Dieses Debet konnte erst später am Vormittag ausgeglichen werden. Zu den niedrigeren Aufgaben Christies gehörte es, morgens die Post für seine Abteilung zu öffnen, und das hatte er wie gewöhnlich getan und sie dabei nach Bestellungen, Rechnungen und Anfragen/ Beschwerden sortiert. Die Lektüre der Beschwerden machte ihm am meisten Spaß. An diesem Tag gab es den neuesten von einer Reihe giftiger Beschwerdebriefe eines Gastronoms, der beim Roulett von Tapper's Warenrotationsprinzip Pech gehabt hatte: Die ihm zugeschickten Kuchen waren nicht nur altbacken, sondern wimmelten auch von Ungeziefer. In der Folge habe der Ruf von Skater's Restaurant gelitten, behauptete Mr. Skater, und er wollte Rache: In seinem ersten Brief hatte er tatsächlich sogar die abgedroschene Forderung nach dem Kopf des Generaldirektors gestellt, mit getrennter Post von einer zerknirschten Entschuldigung und der sofortigen Wiedergutmachung des unabsehbaren Schadens. Der heutige Brief, so hatte Christie mit einiger Enttäuschung festgestellt, bekundete einen gewissen Qualitätsabfall der Skaterschen Invektive. Er enthielt Einzelheiten über den kleinen Anteil der anstößigen Waren, der nicht verzehrt worden war, sowie die Kontrollnummern aller Schübe auf den Tabletts; dann flüchtete er sich frustrierend in eine nur nebulöse Beschreibung dessen, was denn nun genau passieren würde, falls sich die Firma Tapper nicht noch diesen Morgen von höchster Stelle aus telefonisch entschuldigte.

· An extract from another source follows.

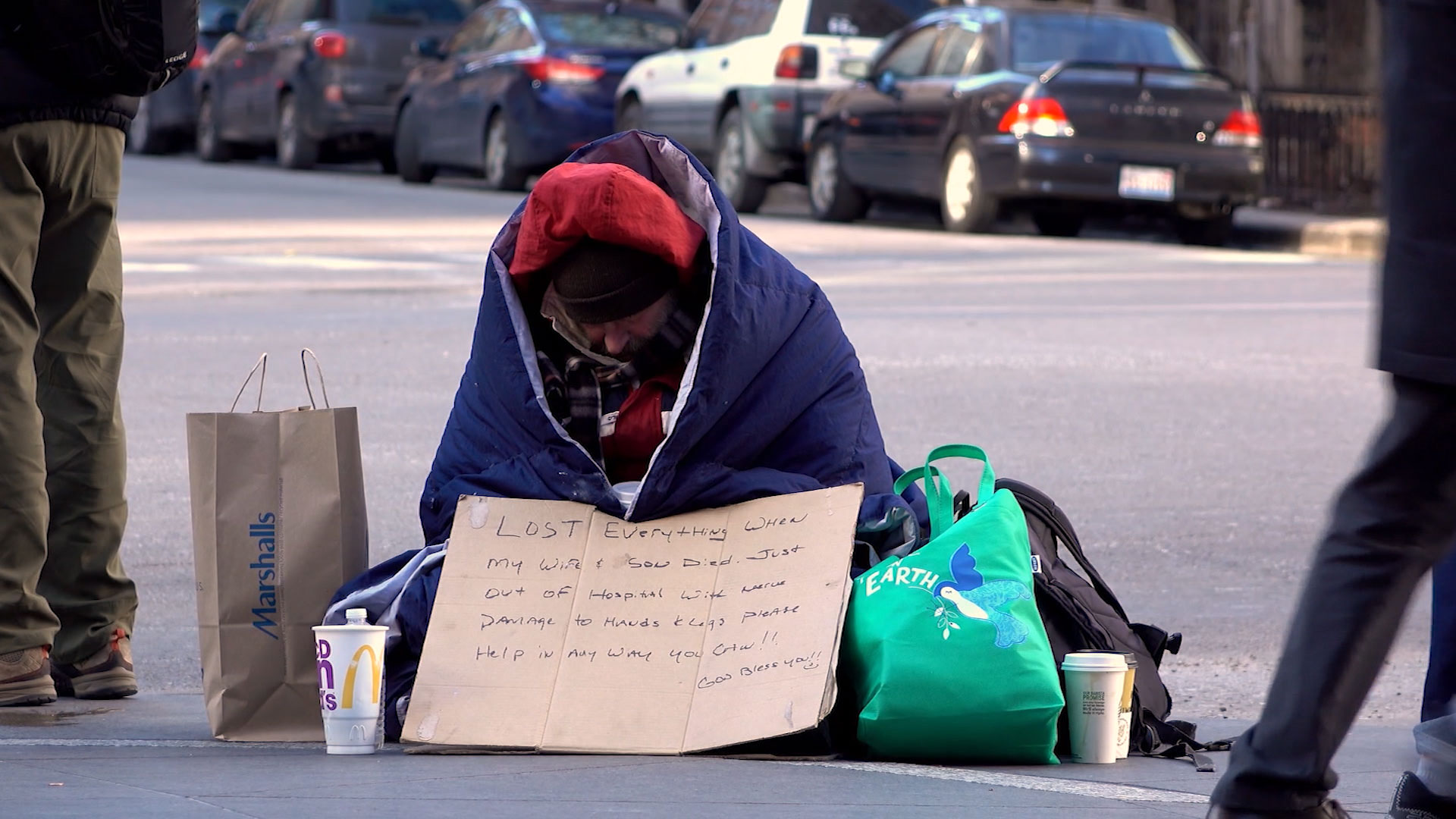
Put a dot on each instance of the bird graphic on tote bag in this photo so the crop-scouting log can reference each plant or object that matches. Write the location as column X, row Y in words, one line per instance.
column 977, row 599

Christie beseitigte den Brief!

Christie durchsuchte seinen Papierkorb, fand den Umschlag von Skater's Restaurant und beseitigte auch den!

Niemand beobachtete ihn.

Bewusst beiläufig steckte Christie Malry den Brief wieder in den Umschlag, ließ ihn eine Minute liegen, schob ihn auf seinen Schoß, zückte sein Taschentuch, bedeckte den Brief, ließ beides in seine linke Hosentasche gleiten. Dort brannte der Brief für den Rest des Vormittags auf die wohl bekannte Weise. Heute Vormittag wird er nicht anrufen, Skater, dachte Christie.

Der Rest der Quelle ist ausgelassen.